I paused, remembering the darkness of the Central Cathedral. An unending tide of black blood. The discordant ringing of Agrona’s heartfire, and the empty void of Greahd’s soul.
The fire was silent for a moment as I buried those dark, dark thoughts. I couldn’t let myself think too deeply on them.
I slowly lowered my tube of protein paste, thinking about the question. “Well, I don’t know what passes for religion in your homeland,” I started, “But back in Alacrya, we have the Doctrination. A state-led church endorsed by Agrona himself, designed to enforce the worship of the Vritra and distribution of magic among the people.”
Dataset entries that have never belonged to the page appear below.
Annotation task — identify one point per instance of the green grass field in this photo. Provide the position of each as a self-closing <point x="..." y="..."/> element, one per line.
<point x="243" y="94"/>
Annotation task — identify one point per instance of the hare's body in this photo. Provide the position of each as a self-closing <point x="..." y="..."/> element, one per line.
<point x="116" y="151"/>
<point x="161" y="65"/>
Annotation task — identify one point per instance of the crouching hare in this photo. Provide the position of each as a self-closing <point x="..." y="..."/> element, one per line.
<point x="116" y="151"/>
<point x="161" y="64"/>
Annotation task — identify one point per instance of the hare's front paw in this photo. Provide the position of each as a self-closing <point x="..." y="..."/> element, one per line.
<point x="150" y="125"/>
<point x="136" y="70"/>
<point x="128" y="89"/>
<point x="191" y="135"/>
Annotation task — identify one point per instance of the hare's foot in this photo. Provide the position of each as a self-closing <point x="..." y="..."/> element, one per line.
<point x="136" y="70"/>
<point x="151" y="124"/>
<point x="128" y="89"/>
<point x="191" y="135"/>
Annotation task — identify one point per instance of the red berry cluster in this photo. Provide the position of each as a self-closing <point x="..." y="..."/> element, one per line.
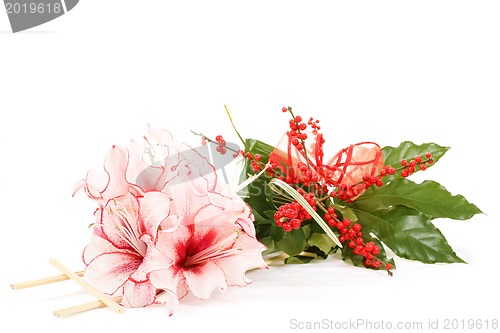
<point x="346" y="192"/>
<point x="410" y="167"/>
<point x="221" y="144"/>
<point x="297" y="137"/>
<point x="291" y="215"/>
<point x="352" y="235"/>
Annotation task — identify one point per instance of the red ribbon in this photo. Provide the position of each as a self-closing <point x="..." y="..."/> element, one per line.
<point x="346" y="168"/>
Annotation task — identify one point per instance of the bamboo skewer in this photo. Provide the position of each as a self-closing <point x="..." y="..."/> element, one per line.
<point x="87" y="286"/>
<point x="40" y="282"/>
<point x="83" y="307"/>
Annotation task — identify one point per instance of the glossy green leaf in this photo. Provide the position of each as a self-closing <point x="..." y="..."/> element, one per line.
<point x="429" y="197"/>
<point x="409" y="233"/>
<point x="321" y="241"/>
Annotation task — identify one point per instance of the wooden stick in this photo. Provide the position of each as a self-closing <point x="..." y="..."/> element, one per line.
<point x="91" y="289"/>
<point x="39" y="282"/>
<point x="83" y="307"/>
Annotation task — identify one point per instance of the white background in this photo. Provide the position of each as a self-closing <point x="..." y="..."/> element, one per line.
<point x="383" y="71"/>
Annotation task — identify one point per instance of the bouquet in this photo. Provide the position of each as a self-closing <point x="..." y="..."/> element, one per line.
<point x="168" y="223"/>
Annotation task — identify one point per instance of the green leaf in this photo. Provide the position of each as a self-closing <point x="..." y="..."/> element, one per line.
<point x="259" y="147"/>
<point x="408" y="150"/>
<point x="321" y="241"/>
<point x="260" y="196"/>
<point x="409" y="233"/>
<point x="429" y="197"/>
<point x="293" y="242"/>
<point x="276" y="232"/>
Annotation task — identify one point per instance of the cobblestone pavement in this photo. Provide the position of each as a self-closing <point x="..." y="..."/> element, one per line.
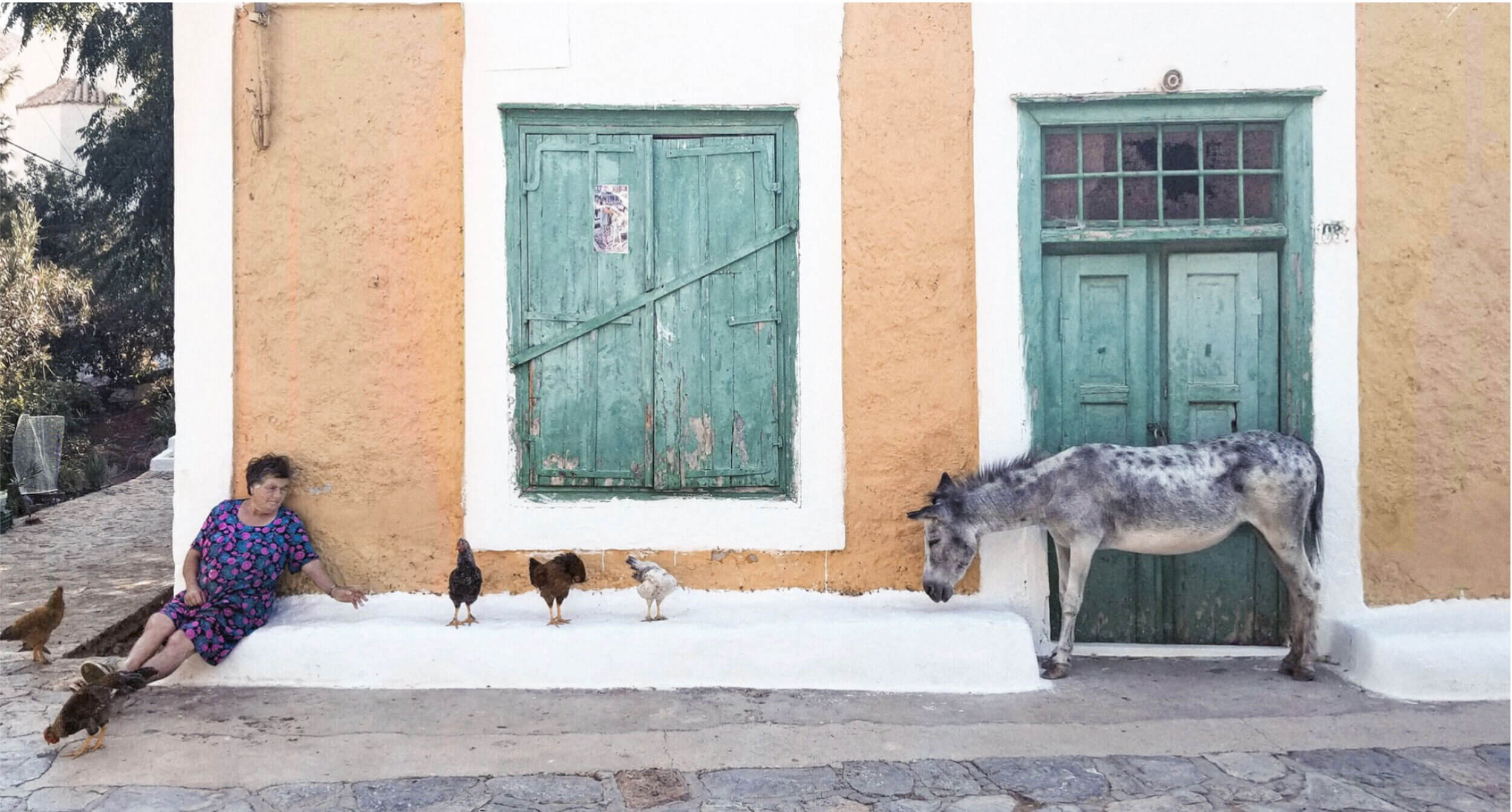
<point x="1378" y="779"/>
<point x="1419" y="779"/>
<point x="111" y="551"/>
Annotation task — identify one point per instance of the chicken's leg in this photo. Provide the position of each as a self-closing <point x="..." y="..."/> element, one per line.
<point x="91" y="743"/>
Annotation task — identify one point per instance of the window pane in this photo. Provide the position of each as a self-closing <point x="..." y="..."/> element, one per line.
<point x="1060" y="200"/>
<point x="1060" y="152"/>
<point x="1139" y="198"/>
<point x="1260" y="195"/>
<point x="1103" y="197"/>
<point x="1260" y="149"/>
<point x="1181" y="197"/>
<point x="1219" y="147"/>
<point x="1100" y="152"/>
<point x="1222" y="192"/>
<point x="1181" y="150"/>
<point x="1139" y="149"/>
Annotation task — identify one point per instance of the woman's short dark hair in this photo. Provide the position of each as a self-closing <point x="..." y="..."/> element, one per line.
<point x="265" y="466"/>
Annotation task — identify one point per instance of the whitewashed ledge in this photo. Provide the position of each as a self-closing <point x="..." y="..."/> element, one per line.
<point x="1432" y="651"/>
<point x="769" y="638"/>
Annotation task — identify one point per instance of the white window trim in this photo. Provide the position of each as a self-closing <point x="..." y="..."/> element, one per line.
<point x="790" y="58"/>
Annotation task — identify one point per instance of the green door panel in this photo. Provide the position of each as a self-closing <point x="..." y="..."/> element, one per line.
<point x="1224" y="342"/>
<point x="1101" y="312"/>
<point x="585" y="411"/>
<point x="717" y="348"/>
<point x="1190" y="340"/>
Gruhnd grunted something out, but I unfortunately still couldn’t understand him. The dwarf didn’t seem to mind, as Borzen happily translated. “He wonders what ya mean by ‘distribution of magic,’” he said gruffly, a few crumbs getting tangled in his long orange beard. “Magic just happens, doesn’t it? You can’t exactly control who does and doesn’t manifest a core.”
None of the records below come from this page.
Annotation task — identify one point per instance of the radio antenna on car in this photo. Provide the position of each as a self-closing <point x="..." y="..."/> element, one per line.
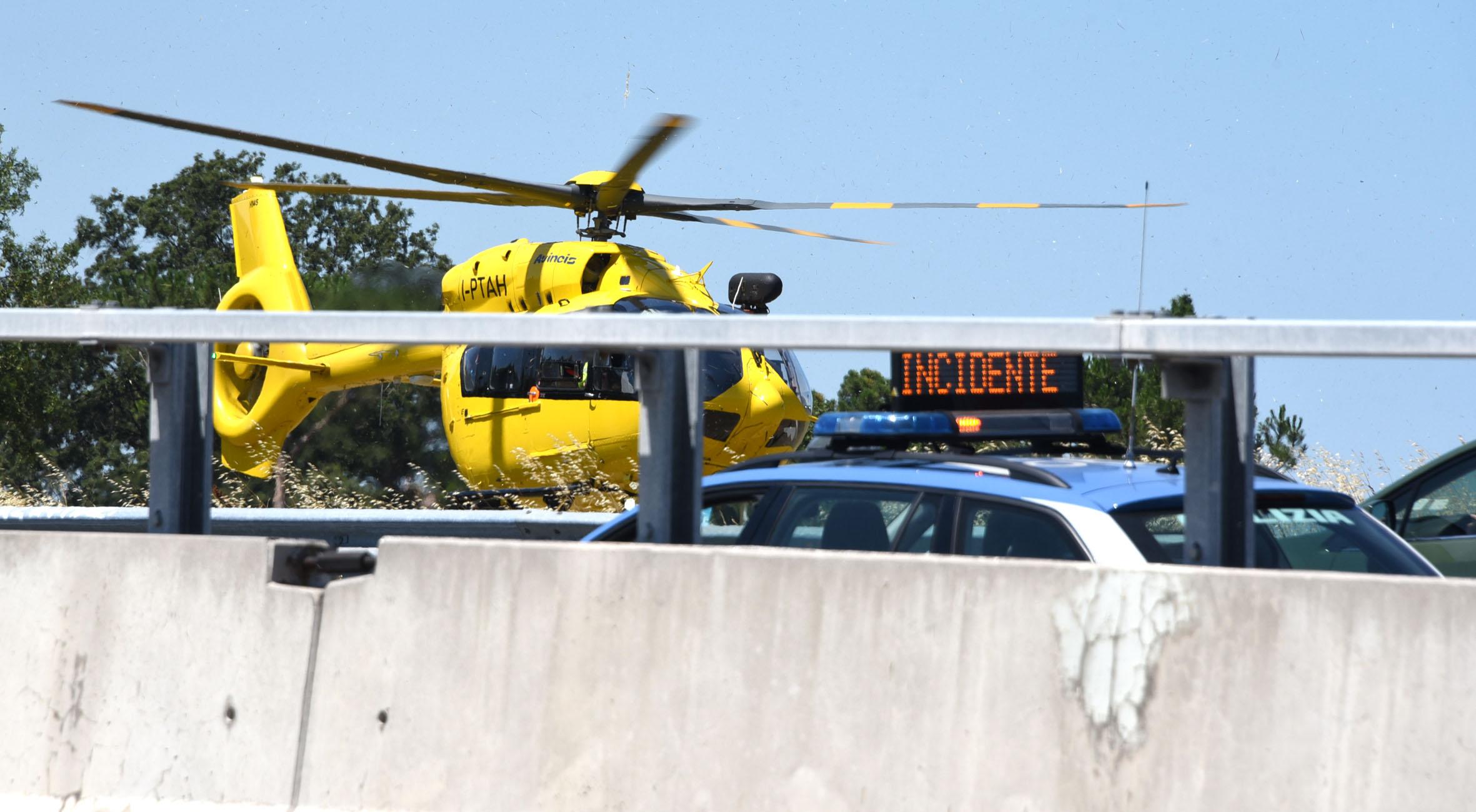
<point x="1132" y="400"/>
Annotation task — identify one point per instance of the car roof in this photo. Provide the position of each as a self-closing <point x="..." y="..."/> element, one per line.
<point x="1104" y="485"/>
<point x="1438" y="463"/>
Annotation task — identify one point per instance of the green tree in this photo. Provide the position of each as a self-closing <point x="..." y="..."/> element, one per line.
<point x="45" y="389"/>
<point x="864" y="390"/>
<point x="87" y="408"/>
<point x="1109" y="386"/>
<point x="1280" y="436"/>
<point x="1160" y="420"/>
I tapped my finger against my leg. “The ancestors of everyone in my continent were experimented on,” I said solemnly. “Now, everyone is born with a core. But it’s dormant; only able to be activated by an artifact that the High Sovereign allows only with his church and high-level officiants.” I shook my head. “Regardless, the church’s priests are called vicars. And Varadoth was the top; the High Vicar who spoke for Agrona himself.”
I felt the grim attention of all three dwarves focus on me. Even Jotilda, who hadn’t said a word throughout this entire conversation, seemed to recognize the gravity of what I spoke of. “And after I killed another vicar–this one for nearly burning my home city to the ground–Varadoth challenged me to fight. To defend my soul.”
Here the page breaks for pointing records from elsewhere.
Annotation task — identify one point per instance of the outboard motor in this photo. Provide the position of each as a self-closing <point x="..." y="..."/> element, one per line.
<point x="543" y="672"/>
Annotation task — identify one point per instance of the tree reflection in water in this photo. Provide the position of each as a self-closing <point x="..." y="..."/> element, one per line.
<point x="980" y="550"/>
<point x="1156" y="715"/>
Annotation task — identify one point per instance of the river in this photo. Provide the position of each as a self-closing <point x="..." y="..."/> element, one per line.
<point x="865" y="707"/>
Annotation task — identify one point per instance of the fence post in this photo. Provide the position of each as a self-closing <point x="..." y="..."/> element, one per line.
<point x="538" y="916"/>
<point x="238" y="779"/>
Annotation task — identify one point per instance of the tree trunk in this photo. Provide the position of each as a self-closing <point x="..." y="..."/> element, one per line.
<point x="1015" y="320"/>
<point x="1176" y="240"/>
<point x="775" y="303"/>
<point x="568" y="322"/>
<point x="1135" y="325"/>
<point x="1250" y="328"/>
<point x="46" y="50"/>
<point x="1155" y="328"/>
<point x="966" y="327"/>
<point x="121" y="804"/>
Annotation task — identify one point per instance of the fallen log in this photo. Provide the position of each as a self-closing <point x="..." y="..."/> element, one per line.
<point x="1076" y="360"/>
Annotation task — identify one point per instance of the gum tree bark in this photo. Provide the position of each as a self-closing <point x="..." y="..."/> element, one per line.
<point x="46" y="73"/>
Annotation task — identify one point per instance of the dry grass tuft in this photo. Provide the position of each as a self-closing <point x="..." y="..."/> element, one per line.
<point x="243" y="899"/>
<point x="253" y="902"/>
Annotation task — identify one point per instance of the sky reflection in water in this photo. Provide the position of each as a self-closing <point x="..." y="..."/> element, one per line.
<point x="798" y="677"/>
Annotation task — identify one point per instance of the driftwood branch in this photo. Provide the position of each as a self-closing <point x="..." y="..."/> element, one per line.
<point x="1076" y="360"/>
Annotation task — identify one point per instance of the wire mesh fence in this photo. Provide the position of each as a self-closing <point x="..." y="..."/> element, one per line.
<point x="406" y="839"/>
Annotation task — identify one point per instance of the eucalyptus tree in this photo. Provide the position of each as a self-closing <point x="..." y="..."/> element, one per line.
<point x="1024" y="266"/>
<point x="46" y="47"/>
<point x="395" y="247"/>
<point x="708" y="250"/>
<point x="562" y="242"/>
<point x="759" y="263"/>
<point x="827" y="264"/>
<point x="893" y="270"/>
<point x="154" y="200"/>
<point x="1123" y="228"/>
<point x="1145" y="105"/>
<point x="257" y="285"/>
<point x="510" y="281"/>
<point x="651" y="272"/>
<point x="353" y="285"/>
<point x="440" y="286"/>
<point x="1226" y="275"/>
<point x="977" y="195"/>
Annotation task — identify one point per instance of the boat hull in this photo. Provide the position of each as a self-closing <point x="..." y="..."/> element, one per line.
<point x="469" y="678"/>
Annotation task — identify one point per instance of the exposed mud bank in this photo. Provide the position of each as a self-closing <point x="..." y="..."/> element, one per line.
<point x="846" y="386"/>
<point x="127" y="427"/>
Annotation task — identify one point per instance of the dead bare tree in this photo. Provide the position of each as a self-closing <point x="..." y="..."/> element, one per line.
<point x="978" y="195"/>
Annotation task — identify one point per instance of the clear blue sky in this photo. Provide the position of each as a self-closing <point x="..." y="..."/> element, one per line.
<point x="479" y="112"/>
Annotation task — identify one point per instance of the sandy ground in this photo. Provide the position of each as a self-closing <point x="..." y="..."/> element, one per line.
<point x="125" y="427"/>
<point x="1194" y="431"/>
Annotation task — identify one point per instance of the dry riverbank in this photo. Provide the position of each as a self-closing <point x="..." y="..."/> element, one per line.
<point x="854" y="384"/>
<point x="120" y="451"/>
The silence that followed my statement carried the weight of a grave. With my enhanced sense of hearing, I could hear the drip-drip-drip of water somewhere far ahead, the droplets splashing against the stone.
I buried the images of Greahd’s hauntingly empty eyes.
“Well?” Borzen asked at last, his anxiety palpable in his intent. “What did ya do? Did you kill’em? Fight to the death and whatnot?”
I snorted, shaking my head. “You saw Seris, didn’t you? The Scythe. Well, she took offense to a man such as Varadoth challenging me, who was under her protection. So she accompanied me to the Central Cathedral in our centremost city.” I looked up at the dark ceiling, wishing once again I was under the stars and not beneath the earth. “We left that cathedral with Varadoth’s head in her hands.”
Gruhnd shuddered slightly, saying something under his breath.
“Aye, that Scythe is terrifyin’,” Borzen replied. “I only saw her once, but I felt how cold she was. Her aura was enough to rip the breath from my lungs, and I could swear she looked at me with those empty eyes. Made me nearly piss myself.”
I felt my brow crease. “Seris isn’t so bad,” I said, feeling a bit defensive. “She can be harsh, true, but she does what she believes best for all.”
“You say that, Lord Daen,” Jotilda said, speaking for the first time. “But how is that Scythe supposed to know what we dwarves need? How does she reckon our wants and needs, when all she’s here to do is make war?”
There was an uncomfortable silence after the dwarven elder’s words. She’d finally voiced the question, and it was my duty to answer it.
“That’s my job,” I admitted after a moment. “I was tasked by Seris to learn of dwarven culture, traditions, and beliefs. To make cooperation possible between us all.” I looked at each dwarf in turn, trying to convey my sincerity. “After all, peace starts with understanding,” I hedged hopefully.
Gruhnd frowned slightly in thought, while I caught Borzen nodding in slow agreement.
But Jotilda’s eyes burned angrily as she turned to face away from me. “There’s only one big cavern left tomorrow,” she said gruffly. “I will take the first watch. All of you should get some sleep.”
I felt my mood plummet at Jotilda’s quiet rejection, wondering where I had gone wrong.